Score:3

HHDs are unmounted on transferring a large number of files

bd flag

I am transferring a large number of files (10-100 million) between two external HDDs (connected via USB 3.0), but the external disks are unmounted during the transfer. All HDDs connected via USB (including those on a different port/dock) will be unmounted, not just the HDDs in use.

This problem never happens when transferring a smaller batch of files (e.g., 4 X 5 hours, instead of copying for 20 hours). The problem only occurs when copying takes longer than 10 hours.

There is nothing wrong with the HDDs or files. I frequently checked the disks, and this problem has happened for more than ten different HDDs (all EXOS Enterprise 18TB).

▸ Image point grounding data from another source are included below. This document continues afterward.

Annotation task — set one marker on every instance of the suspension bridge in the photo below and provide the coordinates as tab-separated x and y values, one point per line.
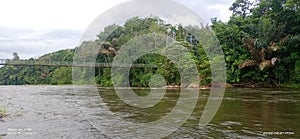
39	63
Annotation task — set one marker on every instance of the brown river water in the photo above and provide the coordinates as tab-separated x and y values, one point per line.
54	112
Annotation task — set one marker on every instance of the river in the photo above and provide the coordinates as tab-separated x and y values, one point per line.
58	112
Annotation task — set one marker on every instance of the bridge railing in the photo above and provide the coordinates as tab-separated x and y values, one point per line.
71	64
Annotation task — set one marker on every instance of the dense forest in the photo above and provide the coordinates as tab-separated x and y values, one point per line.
260	43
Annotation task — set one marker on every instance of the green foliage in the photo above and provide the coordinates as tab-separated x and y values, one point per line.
272	25
3	112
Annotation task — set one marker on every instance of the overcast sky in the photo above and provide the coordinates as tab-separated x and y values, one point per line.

I tried GUI cut/paste, cp, rsync.

How can I diagnose the problem to resolve it? Any hit would be sufficient; I do not expect a full solution.

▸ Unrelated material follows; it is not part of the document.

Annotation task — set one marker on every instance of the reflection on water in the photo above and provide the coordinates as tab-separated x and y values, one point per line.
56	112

Hardware: Taichi X399 Motherboard with Threadripper 1950X CPU. The filesystem is ext4.

There are, of course, many I/O errors in syslog, but I believe they are a result of the unmounted device rather than the cause. The first pertinent errors are:

Jan 30 12:54:07 ubuntu1 kernel: [22033.966192] xhci_hcd 0000:0c:00.3: xHCI host not responding to stop endpoint command.
Jan 30 12:54:07 ubuntu1 kernel: [22033.966203] xhci_hcd 0000:0c:00.3: USBSTS: 0x00000000
Jan 30 12:54:07 ubuntu1 kernel: [22033.983466] xhci_hcd 0000:0c:00.3: xHCI host controller not responding, assume dead
Jan 30 12:54:07 ubuntu1 kernel: [22033.983493] xhci_hcd 0000:0c:00.3: HC died; cleaning up
Jan 30 12:54:07 ubuntu1 kernel: [22033.983581] usb 4-1: USB disconnect, device number 2
cn flag
This is likely hardware related. You need to do some checks: does it happen when you change ports, when you do this on another machine. And do this using another USB cable.
Doug Smythies avatar
gn flag
what is the file format of the disks? Does the unmount occur at the same point of the file copying process each time or different spots?
bd flag
@Rinzwind I tried everything except another machine. If it is hardware, it should be the motherboard USB controller, not the disks.
bd flag
@DougSmythies no, it is not reproducible. When it is unmounted, if I restart the system, I can continue copying. The problem occurs when the copying takes a long time (e.g., 10-20 hours). It looks like overheating the USB controller or something. Instead of copying for 20 hours, if I copy the files in 4 X 5 hours, everything would be fine.
Soren A avatar
mx flag
Are there anything in the log-files in /var/log, specially dmesg and syslog, auround the time of the chrash ?
bd flag
@SorenA I added the error log to the question. I should have done it before.
cn flag
"USBSTS: 0x00000000" is the key part. Other errors messages all show a text with an error code there (if it shows error -110 that is a disconnect). You might have found a problem that is not handled correctly so I would suggest to file a bugreport against the usb xhci linux driver.
I sit in a Tesla and translated this thread with Ai:

mangohost

Post an answer

Most people don’t grasp that asking a lot of questions unlocks learning and improves interpersonal bonding. In Alison’s studies, for example, though people could accurately recall how many questions had been asked in their conversations, they didn’t intuit the link between questions and liking. Across four studies, in which participants were engaged in conversations themselves or read transcripts of others’ conversations, people tended not to realize that question asking would influence—or had influenced—the level of amity between the conversationalists.